You Must Train Assistance Lifts to Get Better at Core Lifts

This entry is part [part not set] of 8 in the series Strength Training Myths by RP

In this article, we will discuss the common myth that assistance lifts are essential for improving core lifts in strength training. We will explore the claim, understand the benefits of assistance lifts, expose their limitations, and finally, provide the best approach to combining assistance lifts with core lifts for optimal strength training.

The Claim

The myth suggests that to improve core lifts such as squats, bench presses, and deadlifts, one must focus on assistance lifts instead of the core lifts themselves.

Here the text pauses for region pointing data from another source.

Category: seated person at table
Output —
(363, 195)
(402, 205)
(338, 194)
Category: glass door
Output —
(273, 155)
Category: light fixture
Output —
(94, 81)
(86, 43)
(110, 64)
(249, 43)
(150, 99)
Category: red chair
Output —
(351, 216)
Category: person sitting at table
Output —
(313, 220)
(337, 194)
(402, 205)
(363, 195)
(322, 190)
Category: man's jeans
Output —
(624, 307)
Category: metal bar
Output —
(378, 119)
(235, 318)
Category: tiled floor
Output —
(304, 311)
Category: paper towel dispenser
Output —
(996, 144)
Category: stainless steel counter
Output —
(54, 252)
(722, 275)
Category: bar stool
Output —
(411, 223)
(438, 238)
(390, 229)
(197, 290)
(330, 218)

Some even argue that at advanced levels, core lifts become less effective, and most of the training should be centered on assistance lifts.

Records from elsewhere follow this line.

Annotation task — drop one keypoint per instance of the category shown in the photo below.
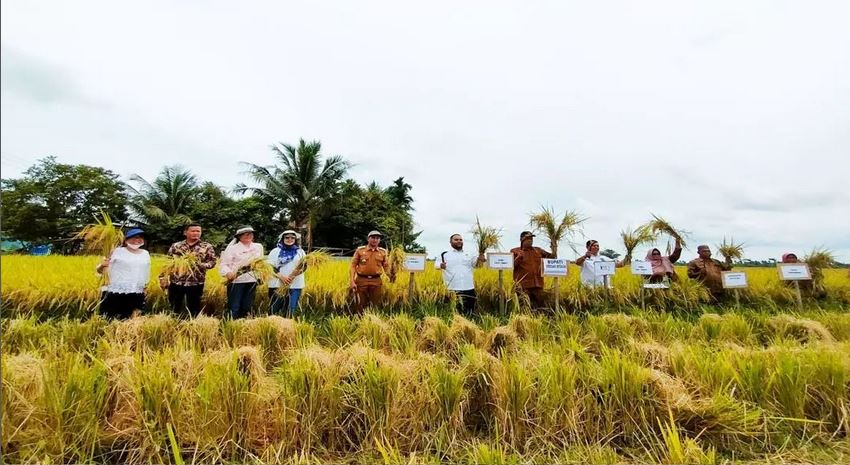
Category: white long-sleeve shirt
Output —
(237, 255)
(128, 272)
(286, 269)
(458, 272)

Benefits of Assistance Lifts

Assistance lifts do offer some advantages in strength training:

  • Putting on muscle: Assistance lifts can sometimes have better stimulus-to-fatigue ratios for hypertrophy than the core lifts themselves, resulting in more effective muscle growth.
  • Targeting weak points: Assistance lifts are excellent at addressing specific weak points in core lifts, often better than the lifts themselves.
  • Providing a break from core lifts: Assistance lifts can offer a mental and physical break from core lifts when they become stale or cause excessive wear and tear on the body.

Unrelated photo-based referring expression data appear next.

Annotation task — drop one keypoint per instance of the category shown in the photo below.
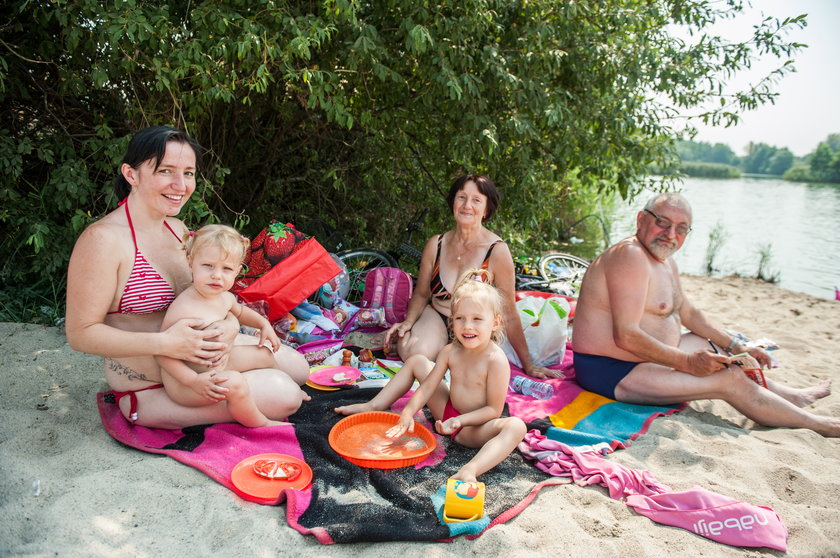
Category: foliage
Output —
(710, 170)
(717, 237)
(358, 112)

Limitations of Assistance Lifts

Despite their benefits, assistance lifts also have some drawbacks:

  • Lack of transfer: Sometimes, improvements in assistance lifts do not directly translate to improvements in core lifts.
  • Core lifts are still the best: In the short term, nothing builds core lifts like training the core lifts themselves, as they provide direct anatomical and technical adaptations.
  • Excessive focus on assistance lifts: Over-reliance on assistance lifts can lead to neglecting the core lifts, which may hinder overall progress in strength training.

The Best Approach

To get the most out of strength training, consider the following approach:

  • Use core lifts when their stimulus-to-fatigue ratios are the highest: This means focusing on core lifts, especially for beginners.
  • Use assistance lifts when they offer better stimulus-to-fatigue ratios: Assistance lifts should be used for specific purposes, such as targeting weak points or providing a break from core lifts.
  • Maintain technique while using assistance lifts: Even when focusing on assistance lifts, keep practicing the core lifts with lighter weights to maintain technique.
  • Periodize training: Structure your training into phases, with hypertrophy phases featuring more assistance work, strength phases focusing on core lifts, and peaking phases consisting mainly of core lifts.

Conclusion

While assistance lifts do have their benefits, it is essential not to neglect the core lifts. A balanced approach that incorporates both core lifts and assistance lifts is key to optimizing strength training and achieving the best results.